Revision history for this message
Mauricio Faria de Oliveira (mfo) wrote :

Root Cause:
----------

Note: this is completely independent of Kubernetes.

The aufs filesystem calls i_readcount_inc() when opening a
file in read-only mode, not paired with an i_readcount_dec().

@ fs/aufs/vfsub.c

struct file *vfsub_dentry_open(struct path *path, int flags)
{
    struct file *file;

    file = dentry_open(path, flags /* | __FMODE_NONOTIFY */,
                       current_cred());
    if (!IS_ERR_OR_NULL(file)
        && (file->f_mode & (FMODE_READ | FMODE_WRITE)) == FMODE_READ)
            i_readcount_inc(d_inode(path->dentry));

    return file;
}

That is _incorrect_ as only the VFS layer should maintain
the 'struct inode.i_readcount' value.

Neither of i_readcount_inc() or i_readcount_dec() should
happen there. They don't exist out of VFS on Linux tree.

So,

If the same file is opened in read-only mode so many times,
its backing inode.i_readcount value overflows back to zero.

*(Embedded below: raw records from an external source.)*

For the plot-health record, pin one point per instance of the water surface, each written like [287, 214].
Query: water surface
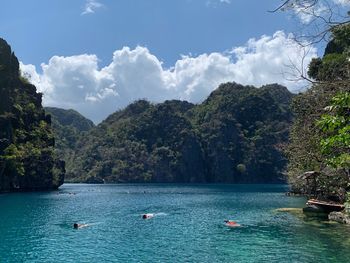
[187, 227]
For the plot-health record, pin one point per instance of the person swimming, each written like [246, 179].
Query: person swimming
[231, 223]
[147, 216]
[76, 225]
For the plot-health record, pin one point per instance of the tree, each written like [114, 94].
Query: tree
[318, 18]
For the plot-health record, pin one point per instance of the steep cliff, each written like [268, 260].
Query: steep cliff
[27, 160]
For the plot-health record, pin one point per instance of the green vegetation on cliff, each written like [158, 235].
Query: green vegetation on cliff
[27, 159]
[320, 136]
[68, 126]
[232, 137]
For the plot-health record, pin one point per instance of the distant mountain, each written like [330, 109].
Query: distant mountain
[68, 126]
[234, 136]
[27, 160]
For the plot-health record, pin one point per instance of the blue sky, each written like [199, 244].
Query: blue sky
[40, 29]
[97, 56]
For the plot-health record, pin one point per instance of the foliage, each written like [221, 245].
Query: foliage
[320, 141]
[27, 161]
[336, 128]
[231, 137]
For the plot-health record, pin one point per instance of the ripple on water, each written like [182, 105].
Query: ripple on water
[187, 226]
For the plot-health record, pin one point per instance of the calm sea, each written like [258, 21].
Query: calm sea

Once that happens, when the file is closed, __fput() calls
i_readcount_dec(), and that will trigger the BUG_ON().

That causes a kernel panic/crash if panic_on_oops is set;
otherwise, just kernel messages.

By default it's not, but usually the 'enterprise'/larger
users set it so to save kernel crashdumps on such errors.

See the 'Problem Demonstration / Instrumentation' section
to watch the number to overflow and hit the BUG_ON/panic.